What do these correlations between AADT counts and pollution concentrations mean? The moderate r² and RMSE values indicate that traffic data reveal a considerable amount of information about local air quality; information about traffic in a given sample area allows us to infer the spatial distribution of major emitters of several air pollutants. It is reasonable to believe that this relationship might translate into insights on actual pollution concentration, as well. However, the limited extent of this correlation observed between AADT and pollution concentration also reveals that other factors are likely to play an important role in local air quality as well. What are these other factors? Could we find a similar correlation between these factors and the distribution of air pollution? If so, high spatial resolution air quality maps could potentially be inferred with reliability, yielding valuable information about local air quality where costly Street View measurements have not been performed. Recent literature reveals that advanced data analytics techniques used to encompass the array of non-traffic factors involved in local air quality — such as meteorological conditions (and seasonal changes within them) and emissions from marine vessels and power plants — may give us a useful understanding of the distribution of pollution in a given area (Zhang & Ding, 2017). Such advances are encouraging signs that the understanding of air pollution distribution on a meso or micro scale may be possible without resource-intensive methods like Street View style monitoring and may exist in areas where this is not possible.

Acknowledgements

This work was conducted as an extension of prior work performed by Ayah Hassan of Ramboll and Jonathan Chou, formerly of Ramboll. Additionally, substantial contributions to this work were made by Drew Hill of Ramboll Shair. Jack performed this assessment while an intern at Ramboll.

References

Apte, J., Messier, K. P., Gani, S., Brauer, M., Kirchstetter, T. W., Lunden, M. M., . . . Hamburg, S. P. (2017). High-Resolution Air Pollution Mapping with Google Street View Cars: Exploiting Big Data. Environmental Science & Technology, 6999–7008.

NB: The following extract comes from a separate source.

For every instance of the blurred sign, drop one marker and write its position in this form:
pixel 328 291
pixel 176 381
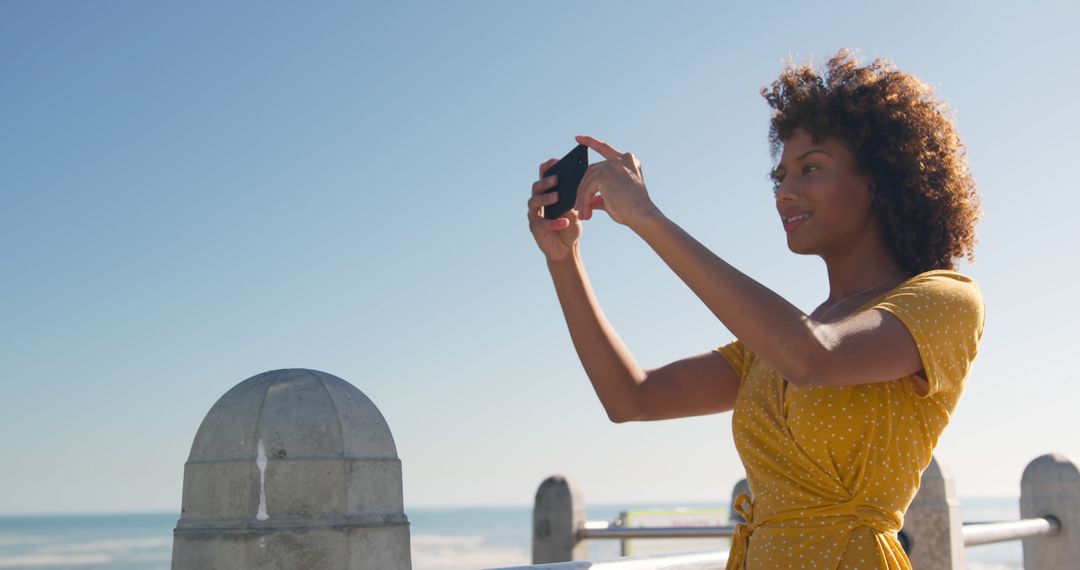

IHME. (2019, August 29). Retrieved from GBD Compare: https://vizhub.healthdata.org/gbd-compare/

Martin, R. V., Brauer, M., Donkelaar, A. v., Shaddick, G., Narain, U., & Dey, S. (2019). No one knows which city has the highest concentration of fine particulate matter. Atmospheric Environment.

Zhang, J., & Ding, W. (2017). Prediction of Air Pollutants Concentration Based on an Extreme Learning Machine: The Case of Hong Kong. Environmental Research and Public Health.